Le corti hanno concluso che, in base al principio di “normalità”, era altamente probabile che Berlusconi fosse consapevole e avesse accettato l’inoltro della provvista corruttiva a Previti. Questo nonostante non ci fosse una prova diretta del suo coinvolgimento nella corruzione in sede penale. Le corti civili hanno potuto valutare la responsabilità ai fini del risarcimento civile, basandosi sul principio che “l’estinzione del reato per prescrizione non esclude un accertamento di responsabilità incidentale ai soli fini civilistici”.

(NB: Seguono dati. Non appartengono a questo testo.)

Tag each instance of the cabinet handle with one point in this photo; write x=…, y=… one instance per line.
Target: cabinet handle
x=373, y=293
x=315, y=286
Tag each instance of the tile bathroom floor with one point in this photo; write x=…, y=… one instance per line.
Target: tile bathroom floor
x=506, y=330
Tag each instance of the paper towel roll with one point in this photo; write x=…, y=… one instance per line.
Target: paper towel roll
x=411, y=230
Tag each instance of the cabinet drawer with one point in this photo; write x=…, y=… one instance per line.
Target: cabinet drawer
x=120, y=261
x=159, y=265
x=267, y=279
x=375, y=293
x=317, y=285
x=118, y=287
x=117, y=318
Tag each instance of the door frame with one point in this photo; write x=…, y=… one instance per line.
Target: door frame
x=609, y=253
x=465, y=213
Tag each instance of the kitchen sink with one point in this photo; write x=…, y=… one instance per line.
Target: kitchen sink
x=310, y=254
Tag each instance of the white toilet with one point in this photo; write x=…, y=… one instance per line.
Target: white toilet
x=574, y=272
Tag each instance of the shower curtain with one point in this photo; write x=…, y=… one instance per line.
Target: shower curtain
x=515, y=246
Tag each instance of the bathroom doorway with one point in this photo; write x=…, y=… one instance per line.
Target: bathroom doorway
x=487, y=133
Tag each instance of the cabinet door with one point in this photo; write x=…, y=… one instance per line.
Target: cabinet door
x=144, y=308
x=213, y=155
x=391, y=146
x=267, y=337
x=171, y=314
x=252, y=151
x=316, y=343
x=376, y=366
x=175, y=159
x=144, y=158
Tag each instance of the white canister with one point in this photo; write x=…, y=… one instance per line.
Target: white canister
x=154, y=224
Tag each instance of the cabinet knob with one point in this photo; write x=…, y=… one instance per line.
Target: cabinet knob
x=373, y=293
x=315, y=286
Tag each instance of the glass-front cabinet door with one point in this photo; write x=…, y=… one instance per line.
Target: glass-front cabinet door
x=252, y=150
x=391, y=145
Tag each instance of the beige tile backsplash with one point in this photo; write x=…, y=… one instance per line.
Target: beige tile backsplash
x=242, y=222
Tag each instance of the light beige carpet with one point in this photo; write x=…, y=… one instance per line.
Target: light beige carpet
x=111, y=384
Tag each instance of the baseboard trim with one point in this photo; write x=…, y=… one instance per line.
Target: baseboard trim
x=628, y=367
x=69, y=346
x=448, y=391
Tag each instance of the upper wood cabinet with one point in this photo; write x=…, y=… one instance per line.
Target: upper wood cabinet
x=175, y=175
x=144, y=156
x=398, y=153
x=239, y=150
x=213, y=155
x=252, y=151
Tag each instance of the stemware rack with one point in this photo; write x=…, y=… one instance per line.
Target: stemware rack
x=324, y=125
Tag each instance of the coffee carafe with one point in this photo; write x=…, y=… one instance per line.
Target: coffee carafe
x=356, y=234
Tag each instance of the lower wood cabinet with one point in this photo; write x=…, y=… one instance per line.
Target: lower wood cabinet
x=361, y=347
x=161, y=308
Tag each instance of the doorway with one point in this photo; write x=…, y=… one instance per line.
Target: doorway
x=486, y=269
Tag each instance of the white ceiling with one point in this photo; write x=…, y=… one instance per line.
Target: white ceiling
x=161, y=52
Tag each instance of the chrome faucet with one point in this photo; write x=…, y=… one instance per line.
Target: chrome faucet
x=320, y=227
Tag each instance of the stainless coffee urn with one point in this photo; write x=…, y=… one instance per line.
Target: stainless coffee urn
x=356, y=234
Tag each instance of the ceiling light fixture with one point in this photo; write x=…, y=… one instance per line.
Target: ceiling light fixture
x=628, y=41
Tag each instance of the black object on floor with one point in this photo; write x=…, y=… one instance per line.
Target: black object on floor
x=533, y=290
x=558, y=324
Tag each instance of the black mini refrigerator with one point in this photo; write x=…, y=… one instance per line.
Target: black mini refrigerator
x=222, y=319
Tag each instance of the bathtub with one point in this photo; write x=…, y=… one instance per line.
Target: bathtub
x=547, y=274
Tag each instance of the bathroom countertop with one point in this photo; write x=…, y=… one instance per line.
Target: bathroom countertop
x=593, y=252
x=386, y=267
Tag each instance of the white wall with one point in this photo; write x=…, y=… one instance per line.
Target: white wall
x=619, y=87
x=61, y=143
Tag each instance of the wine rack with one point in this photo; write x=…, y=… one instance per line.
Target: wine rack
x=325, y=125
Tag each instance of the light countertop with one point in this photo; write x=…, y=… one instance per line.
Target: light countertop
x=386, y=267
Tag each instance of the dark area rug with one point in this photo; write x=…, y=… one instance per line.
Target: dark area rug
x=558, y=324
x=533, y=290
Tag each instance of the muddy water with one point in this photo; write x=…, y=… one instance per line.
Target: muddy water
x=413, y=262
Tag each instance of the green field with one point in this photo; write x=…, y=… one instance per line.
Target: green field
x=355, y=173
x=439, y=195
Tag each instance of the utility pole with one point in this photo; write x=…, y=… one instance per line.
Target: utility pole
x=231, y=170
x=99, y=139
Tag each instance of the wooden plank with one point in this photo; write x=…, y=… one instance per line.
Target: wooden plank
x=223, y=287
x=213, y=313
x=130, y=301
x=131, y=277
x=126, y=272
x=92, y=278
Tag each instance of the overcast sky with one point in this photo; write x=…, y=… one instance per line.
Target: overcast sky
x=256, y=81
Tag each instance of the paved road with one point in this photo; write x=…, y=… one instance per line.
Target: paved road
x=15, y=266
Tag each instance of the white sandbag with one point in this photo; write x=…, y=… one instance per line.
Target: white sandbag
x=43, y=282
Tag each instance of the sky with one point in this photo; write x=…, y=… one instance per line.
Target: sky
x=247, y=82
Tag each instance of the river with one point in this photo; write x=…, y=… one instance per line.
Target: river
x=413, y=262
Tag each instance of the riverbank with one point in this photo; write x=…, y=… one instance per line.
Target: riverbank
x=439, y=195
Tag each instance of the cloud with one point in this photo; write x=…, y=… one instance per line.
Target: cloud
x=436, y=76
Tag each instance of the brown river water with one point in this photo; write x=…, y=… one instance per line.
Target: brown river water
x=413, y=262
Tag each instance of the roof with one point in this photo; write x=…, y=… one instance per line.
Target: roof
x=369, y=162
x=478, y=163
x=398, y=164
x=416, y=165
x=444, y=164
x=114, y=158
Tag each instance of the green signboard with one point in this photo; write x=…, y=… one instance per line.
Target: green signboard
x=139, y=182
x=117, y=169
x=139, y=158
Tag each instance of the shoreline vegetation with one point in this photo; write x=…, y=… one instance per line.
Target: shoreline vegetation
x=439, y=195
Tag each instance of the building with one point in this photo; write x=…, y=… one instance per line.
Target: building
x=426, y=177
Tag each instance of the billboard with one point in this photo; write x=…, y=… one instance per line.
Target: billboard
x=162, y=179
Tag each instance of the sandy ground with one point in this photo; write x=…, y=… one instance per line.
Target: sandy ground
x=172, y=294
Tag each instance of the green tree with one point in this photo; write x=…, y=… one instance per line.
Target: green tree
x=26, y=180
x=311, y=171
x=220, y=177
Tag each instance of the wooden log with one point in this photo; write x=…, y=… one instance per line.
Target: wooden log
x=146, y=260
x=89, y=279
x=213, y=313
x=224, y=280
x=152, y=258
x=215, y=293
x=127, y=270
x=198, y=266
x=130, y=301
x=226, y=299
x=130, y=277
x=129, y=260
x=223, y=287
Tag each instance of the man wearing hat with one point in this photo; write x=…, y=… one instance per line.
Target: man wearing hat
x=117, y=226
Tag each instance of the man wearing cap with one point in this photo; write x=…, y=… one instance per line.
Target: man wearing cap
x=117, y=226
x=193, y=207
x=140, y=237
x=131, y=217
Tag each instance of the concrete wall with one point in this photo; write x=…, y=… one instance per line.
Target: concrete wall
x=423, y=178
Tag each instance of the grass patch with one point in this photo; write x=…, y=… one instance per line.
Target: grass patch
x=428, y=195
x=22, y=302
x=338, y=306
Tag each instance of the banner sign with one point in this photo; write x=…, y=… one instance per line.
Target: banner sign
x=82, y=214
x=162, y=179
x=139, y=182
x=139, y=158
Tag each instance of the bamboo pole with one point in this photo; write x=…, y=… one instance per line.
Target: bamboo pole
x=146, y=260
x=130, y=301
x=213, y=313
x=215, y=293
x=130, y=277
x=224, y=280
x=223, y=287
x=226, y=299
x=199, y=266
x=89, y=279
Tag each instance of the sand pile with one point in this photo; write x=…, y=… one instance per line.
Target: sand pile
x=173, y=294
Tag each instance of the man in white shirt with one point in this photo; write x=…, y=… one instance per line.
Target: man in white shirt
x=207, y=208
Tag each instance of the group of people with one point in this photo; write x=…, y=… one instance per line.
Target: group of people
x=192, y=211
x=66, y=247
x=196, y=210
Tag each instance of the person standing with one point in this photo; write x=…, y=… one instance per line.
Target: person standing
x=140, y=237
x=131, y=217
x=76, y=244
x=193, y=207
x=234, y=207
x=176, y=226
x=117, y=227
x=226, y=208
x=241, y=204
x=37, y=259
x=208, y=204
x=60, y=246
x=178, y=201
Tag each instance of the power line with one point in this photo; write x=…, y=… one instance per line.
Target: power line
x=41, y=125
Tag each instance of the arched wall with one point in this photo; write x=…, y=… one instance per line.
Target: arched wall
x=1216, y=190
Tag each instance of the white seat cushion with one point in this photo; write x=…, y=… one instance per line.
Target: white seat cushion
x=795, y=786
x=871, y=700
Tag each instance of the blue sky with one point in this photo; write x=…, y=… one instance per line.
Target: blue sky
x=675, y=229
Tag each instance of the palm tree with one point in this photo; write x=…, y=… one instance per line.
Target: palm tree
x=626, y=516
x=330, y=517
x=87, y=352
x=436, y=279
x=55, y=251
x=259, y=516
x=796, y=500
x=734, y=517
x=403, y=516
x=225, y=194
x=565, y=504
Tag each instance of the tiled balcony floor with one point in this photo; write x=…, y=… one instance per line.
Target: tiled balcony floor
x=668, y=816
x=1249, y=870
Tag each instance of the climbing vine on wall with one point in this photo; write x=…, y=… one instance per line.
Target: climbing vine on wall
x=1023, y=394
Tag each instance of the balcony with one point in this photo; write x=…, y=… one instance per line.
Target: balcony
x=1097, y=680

Il risarcimento di 494 milioni di euro a De Benedetti

Parallelamente al procedimento penale, la vicenda del Lodo Mondadori ha visto un lungo contenzioso civile, in cui la Cir di Carlo De Benedetti (nella foto insieme a Silvio Berlusconi) chiese il risarcimento dei danni subiti a causa della corruzione del giudice Metta. Le sentenze della Corte d’Appello Civile di Milano hanno riscritto le sorti di questo giudizio, che si è concluso con una condanna di Fininvest al risarcimento di oltre 500 milioni di euro.

Silvio Berlusconi e Carlo De Benedetti, patron della Cir

La Cir chiese il risarcimento dei danni patrimoniali e non patrimoniali derivanti dalla corruzione del giudice Vittorio Metta. Sostenne di aver subito un danno da “sentenza ingiusta” e una perdita di “chance” di ottenere una sentenza favorevole. La richiesta iniziale ammontava a 468.882.841,02 euro. La Fininvest eccepì la prescrizione dell’azione, la mancanza di responsabilità per i fatti commessi da Silvio Berlusconi e Cesare Previti e la mancanza di un nesso causale tra la corruzione e il danno subito da Cir.

Il Tribunale di Milano, in primo grado, riconobbe la responsabilità di Fininvest, sia per il fatto illecito di Berlusconi (in quanto amministratore della società) sia per quello di Previti (in quanto suo mandatario generale). La sentenza di primo grado condannò Fininvest a risarcire Cir con 380 milioni di euro. La Corte d’Appello Civile confermò la responsabilità di Fininvest. Fu riconosciuto il danno patrimoniale per perdita di “chance”, in misura non inferiore all’87% dell’importo chiesto a titolo di danno patrimoniale.

La Corte considerò che la corruzione del giudice Metta aveva indebolito la posizione negoziale di Cir, costringendola ad accettare una transazione sfavorevole con Fininvest nella spartizione del gruppo editoriale: 184.322.877,94 euro. Fu riconosciuto a Cir anche il rimborso delle spese legali sostenute a causa della corruzione, quantificate in 4.606.800,62 euro. Fu riconosciuto il diritto di CIR al risarcimento del danno non patrimoniale, derivante dalla lesione del diritto ad avere un giudice imparziale e dal danno all’immagine e alla reputazione.

L’ammontare del danno non patrimoniale fu rinviato a un separato giudizio civile. In conclusione, la Corte d’Appello di Milano riconobbe a Cir un risarcimento complessivo che, includendo i danni patrimoniali, le spese legali e gli interessi, superava i 564,2 milioni di euro. Nel 2013, la Corte di Cassazione si pronunciò definitivamente sull’entità del risarcimento, riducendolo a 494 milioni di euro. Importo che la società di Berlusconi ha poi effettivamente dovuto versare alla Cir.